Jezus antwoordde: “Je zult de heer je God daad-werkelijk liefhebben, met geheel je hart, met geheel je geest en met geheel je verstand. [Deut.6,5] Dat is het grootste en eerste gebod. Het tweede is daaraan gelijk: Je zult wie jou nabij komt daad-werkelijk liefhebben als jezelf. [Lev.19,18] Aan deze twee geboden hangen geheel de wet en de profeten.”
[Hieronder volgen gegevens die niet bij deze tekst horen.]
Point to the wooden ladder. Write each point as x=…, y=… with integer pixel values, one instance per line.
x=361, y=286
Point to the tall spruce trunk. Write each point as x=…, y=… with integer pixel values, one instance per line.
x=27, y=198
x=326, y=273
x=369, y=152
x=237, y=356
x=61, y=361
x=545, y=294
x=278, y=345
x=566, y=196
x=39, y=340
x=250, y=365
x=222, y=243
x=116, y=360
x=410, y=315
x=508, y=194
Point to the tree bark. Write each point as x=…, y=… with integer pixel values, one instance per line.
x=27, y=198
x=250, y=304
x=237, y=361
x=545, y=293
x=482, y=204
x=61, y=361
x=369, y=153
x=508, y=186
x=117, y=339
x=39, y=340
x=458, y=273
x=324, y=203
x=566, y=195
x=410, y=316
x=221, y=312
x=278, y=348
Men vraagt Jezus naar het grootste gebod, en hij noemt uit de Joodse wet nummer 1 en nummer 2. Wat maakt zijn antwoord dan bijzonder? Volgens de Joodse wet komt nummer 2 ná nummer 1; Jezus stelt ze aan elkaar gelijk!
Dat kan een technisch detail lijken, maar strekt veel verder. Het is het antwoord waarom in het Christendom de naastenliefde zó belangrijk is. Alle godsdiensten hebben de naastenliefde hoog staan, maar in het Christendom staat ze helemaal bovenaan.
Dat is omdat wij geloven in een ‘geïncarneerde’ G-d. Dat is een duur woord om te zeggen dat G-d zelf méns wordt. We zien dat uitdrukkelijk en verregaand in Jezus, maar dat gebeurt telkens opnieuw in elke mens (in zekere zin zelfs ook in elk schepsel). G-d legt zijn eigen Geest in elke mens; hij wil daarin wonen, er zijn thuis maken; ermee in de wereld zijn.
Volgens Jezus is het dus ‘ipso facto’ zo dat wie een mens dient, G-ds dienst vervult. Sta er vandaag misschien eens uitdrukkelijk bij stil dat G-d in jóu woont, en dat hij daarlangs bij je naaste wil zijn …

 

Mt.25,1-13 (26/08/2022)

Dan zal het koninkrijk der hemelen te vergelijken zijn met tien meisjes die hun lampen namen en er op uit trokken, de bruidegom tegemoet. Vijf van hen waren dwaas, de vijf andere wijs. De dwaze namen wel hun lampen mee, maar geen olie, terwijl de wijzen samen met hun lampen ook olie in hun kruiken meenamen.
Toen nu de bruidegom op zich liet wachten, vielen ze allen in slaap. Maar midden in de nacht klonk er geroep: “Kijk! De bruidegom komt! Trek hem tegemoet.” Toen stonden alle meisjes op en brachten hun lampen in orde. De dwazen zeiden tegen de wijzen: “Geef ons van jullie olie, want onze lampen gaan uit.” Maar de wijzen antwoordden: “Best niet, er zal immers niet voldoende zijn voor ons en jullie samen. Ga liever naar de verkopers en koop er voor jezelf.”
Terwijl ze weg waren om olie te kopen, kwam de bruidegom aan, en wie bereid was [klaargemaakt én bereidwillig] ging met hem naar binnen naar het bruiloftsfeest en de deur werd gesloten. Later kwamen ook de andere meisjes aan en zeiden: “Heer, heer, doe open voor ons!” Maar hij antwoordde: “Ik zeg jullie naar waarheid: Ik ken jullie niet.”
Wees dus wakker! Want je kent dag noch uur.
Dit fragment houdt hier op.